Beyond the Call of Duty
Although they had already fulfilled the mission set out for them by Napoleon, the cavalry did not halt. Instead, they continued their climb up the pass. Musketry exploded into them from either side of the road from supporting Spanish infantry and more horsemen fell. The second battery now came into view and the Poles roared through it at full gallop, scattering gunners and infantry before them as they plunged deeper into the Spanish positions. As at last they reached the crest of the pass, the ground levelled and the Poles urged their frothing mounts into a thundering gallop that exploded into the final Spanish battery. The surprised gunners were cut down where they stood, but with their horses blown and over half their number down, the Polish squadron collapsed in a heap, still short of their final objective.
Their charge, however, had unhinged the Spanish defensive positions. With all eyes fixed on the Poles, General Ruffin’s infantry were at last able to move forward and they came on at the trot with bayonets fixed. Then, from the rear, the blare of bugles resounded as the remainder of the Polish regiment and a French cavalry regiment came roaring up the road. Together with the infantry they struck the final Spanish defensive position at the summit like a thunderbolt and blew through this last line of resistance to make themselves masters of the pass of Somosierra. As the remnants of the Spanish army clambered for safety across the hills and melted away as an effective fighting force, the battle was won and the road to Madrid lay open.
Slaughter in the Pass
Napoleon had observed the attack through his spyglass, and as he saw the French colours mount the summit of the pass, he snapped his telescope shut and gave the order for a general advance. He then spurred his horse forward, as aides and cavalry rushed to keep up with him. He galloped up the winding road, noting the twisted bodies of men and horses, some still struggling for life, which lay strewn about.

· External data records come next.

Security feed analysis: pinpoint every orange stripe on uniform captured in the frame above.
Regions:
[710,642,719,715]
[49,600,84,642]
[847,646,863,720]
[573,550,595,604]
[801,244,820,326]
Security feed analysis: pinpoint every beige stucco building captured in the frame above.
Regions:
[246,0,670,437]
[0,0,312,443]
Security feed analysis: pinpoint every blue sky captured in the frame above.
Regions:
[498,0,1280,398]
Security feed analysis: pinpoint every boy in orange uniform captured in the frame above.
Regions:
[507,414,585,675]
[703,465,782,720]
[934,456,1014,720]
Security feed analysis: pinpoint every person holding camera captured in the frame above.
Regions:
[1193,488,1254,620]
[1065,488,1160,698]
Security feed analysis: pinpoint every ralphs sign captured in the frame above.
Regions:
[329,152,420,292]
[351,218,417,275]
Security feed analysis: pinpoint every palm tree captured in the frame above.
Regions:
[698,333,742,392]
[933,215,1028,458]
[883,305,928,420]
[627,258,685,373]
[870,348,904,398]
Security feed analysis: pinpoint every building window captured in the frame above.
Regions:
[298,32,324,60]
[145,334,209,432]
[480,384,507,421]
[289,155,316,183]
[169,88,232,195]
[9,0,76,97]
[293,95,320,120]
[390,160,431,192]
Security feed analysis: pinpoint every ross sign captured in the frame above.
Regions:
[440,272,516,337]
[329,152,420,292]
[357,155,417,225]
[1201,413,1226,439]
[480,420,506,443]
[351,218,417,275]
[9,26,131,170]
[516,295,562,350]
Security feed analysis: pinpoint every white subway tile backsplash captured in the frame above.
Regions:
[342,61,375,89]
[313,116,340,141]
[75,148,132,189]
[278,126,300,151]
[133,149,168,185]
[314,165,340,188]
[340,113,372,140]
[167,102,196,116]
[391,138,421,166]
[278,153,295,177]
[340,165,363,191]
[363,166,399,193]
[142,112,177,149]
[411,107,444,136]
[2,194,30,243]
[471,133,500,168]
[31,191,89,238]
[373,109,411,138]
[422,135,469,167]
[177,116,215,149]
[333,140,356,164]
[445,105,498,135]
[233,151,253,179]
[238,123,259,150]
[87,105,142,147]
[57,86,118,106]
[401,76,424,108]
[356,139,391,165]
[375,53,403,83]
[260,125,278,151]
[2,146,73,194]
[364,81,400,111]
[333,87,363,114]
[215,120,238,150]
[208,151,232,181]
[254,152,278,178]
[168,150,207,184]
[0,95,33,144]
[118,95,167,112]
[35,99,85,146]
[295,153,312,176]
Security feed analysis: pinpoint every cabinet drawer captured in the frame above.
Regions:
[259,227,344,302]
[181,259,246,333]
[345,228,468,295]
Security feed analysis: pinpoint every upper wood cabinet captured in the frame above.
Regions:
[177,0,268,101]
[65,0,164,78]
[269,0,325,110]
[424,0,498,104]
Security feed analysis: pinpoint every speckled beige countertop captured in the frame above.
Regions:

Among the first of the imperial headquarters staff to arrive at the pass was Marshal Louis-Alexandre Berthier (1753-1815). A dying Polish officer lying on the ground raised himself on an elbow and, pointing to the captured batteries, gasped out: ‘There are the guns, tell the Emperor.’
At length, Napoleon himself reached the pass. Amidst the debris of the third Spanish battery, the apex of the Poles’ wild charge, Napoleon found Lieutenant Andrzej Niegolewski (1787-1857), who had been wounded 11 times in the course of the charge, sitting on the ground, barely conscious, propped against one of the captured guns. The emperor called for a surgeon and then dismounted. He knelt beside Niegolewski, clasped his hand and thanked him for the courage he had shown that day. He then removed the Legion d’honneur from his own breast and pinned it to Niegolewski’s chest. The emperor stood and in a loud voice proclaimed that the Poles were the bravest cavalrymen in his army. As the survivors reformed and moved to the rear, they passed the serried bearskins of Napoleon’s Imperial Guard. Under orders from the emperor, the Guardsmen, moving with their customary machine-like precision, presented arms as the shattered remnants of the Polish regiment passed.
In his official report, Napoleon gave full credit for the victory to the Polish horsemen. In recognition of their courage, he later awarded the Legion d’honneur to 17 Poles who had taken part in the charge. Napoleon ordered the Poles, later reequipped with lances, to become part of his Old Guard. They would faithfully follow their emperor across Europe and onto numerous other battlefields.
Even after his defeat and exile in 1814, the Poles remained loyal to Napoleon and rallied to his cause once more during the Hundred Days of 1815. Yet none of the host of battles they would later engage in would ever remain as gloriously preserved in the national memory of Poland as the wild charge they made at Somosierra.